Les principaux partis de l’opposition, rassemblés autour du « mouvement de la convergence nationale pour mai 2010 » ont animé une conférence de presse ce jeudi 7 janvier 2010 á l’Hôtel le Moroni. Les principaux animateurs de cette conférence de presse étaient Mohamed Issimael du Front Démocratique, Me Said Larifou de Parti RIDJA, Said Ali Kemal du Parti SHUMA, Mahamoudou Ali, de l’ANC, Omar Tamou de l’Oudzima. D’autres représentants des partis politiques, notamment le Mouroua, Dudja, un représentant de l’exécutif de Ngazidja ont aussi participé á cette conférence de presse. Le principal message á retenir de cette conférence de presse, c’est le rappel de la fin du mandant du président le 26 mai 2010 et la nécessité du départ de ce dernier. « Le Président Sambi ne dispose d’aucun moyen légal pour prolonger son mandat » a déclaré Moahmed Issimaila. Tous ceux qui contribueront au prolongement du mandat de Sambi, notamment les représentants de l’Union Africaine á Moroni seront poursuivis pour « crime contre la paix » dixit Me Larifou. Ce dernier qui s’en est pris violement aux observateurs internationaux qui ont supervisé les derniers scrutins du 6 et 20 décembre 2009, a annoncé la naissance d’un « Front Africain contre la dictature » qui regroupera tous les partis politiques de l’opposition du continent Africain qui luttent contre toutes les formes de dictature.

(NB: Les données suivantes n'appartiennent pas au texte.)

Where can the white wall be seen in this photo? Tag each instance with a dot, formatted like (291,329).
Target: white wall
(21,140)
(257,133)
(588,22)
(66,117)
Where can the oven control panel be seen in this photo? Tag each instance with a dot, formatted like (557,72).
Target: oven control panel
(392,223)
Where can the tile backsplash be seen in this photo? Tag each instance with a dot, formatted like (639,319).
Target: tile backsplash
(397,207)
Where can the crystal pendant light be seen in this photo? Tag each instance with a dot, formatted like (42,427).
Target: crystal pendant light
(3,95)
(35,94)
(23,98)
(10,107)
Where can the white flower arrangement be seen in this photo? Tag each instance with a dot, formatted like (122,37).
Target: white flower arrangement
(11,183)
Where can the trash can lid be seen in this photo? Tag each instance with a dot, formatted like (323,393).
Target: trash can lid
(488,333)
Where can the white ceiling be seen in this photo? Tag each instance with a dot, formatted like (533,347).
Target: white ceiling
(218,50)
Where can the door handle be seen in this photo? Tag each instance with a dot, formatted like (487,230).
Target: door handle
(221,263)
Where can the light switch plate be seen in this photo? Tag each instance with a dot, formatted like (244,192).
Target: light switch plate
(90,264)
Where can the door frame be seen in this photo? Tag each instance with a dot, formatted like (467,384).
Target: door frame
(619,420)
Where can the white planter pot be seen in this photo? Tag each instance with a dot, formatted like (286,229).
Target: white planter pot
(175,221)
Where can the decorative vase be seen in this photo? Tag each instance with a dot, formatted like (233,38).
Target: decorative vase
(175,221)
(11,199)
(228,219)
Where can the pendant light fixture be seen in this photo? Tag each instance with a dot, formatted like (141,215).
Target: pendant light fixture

Ainsi les partis politiques de l’opposition de notre pays restent fidèles á leur principe du « tout ou rien ». Aucun intervenant de la conférence de presse n’a évoqué l’hypothèse très probable de la fixation par le congrès de la date de l’harmonisation des élections du Président de l’Union et des Gouverneurs des îles au-delà de la fin du mandat du Président SAMBI. Nos partis politiques de l’opposition risquent encore une fois d’être pris au dépourvu. Au lieu de se pencher sur cette hypothèse probable d’une élection présidentielle au-delà du 26 mai 2010, pour formuler des propositions concrètes pour cadrer et limiter autant que possible la durée de la période allant de la fin du mandat de l’actuel chef de l’État jusqu’à l’élection du nouveau Président de l’Union et des Gouverneurs, ils laissent le champ libre á la mouvance présidentielle qui élaborera seule le projet de texte qui sera soumis au congrès, majoritairement favorable au Président SAMBI, un texte qui renverra sans nul doute les élections du Président de l’Union et des Gouverneurs des îles, au mieux, en 2013.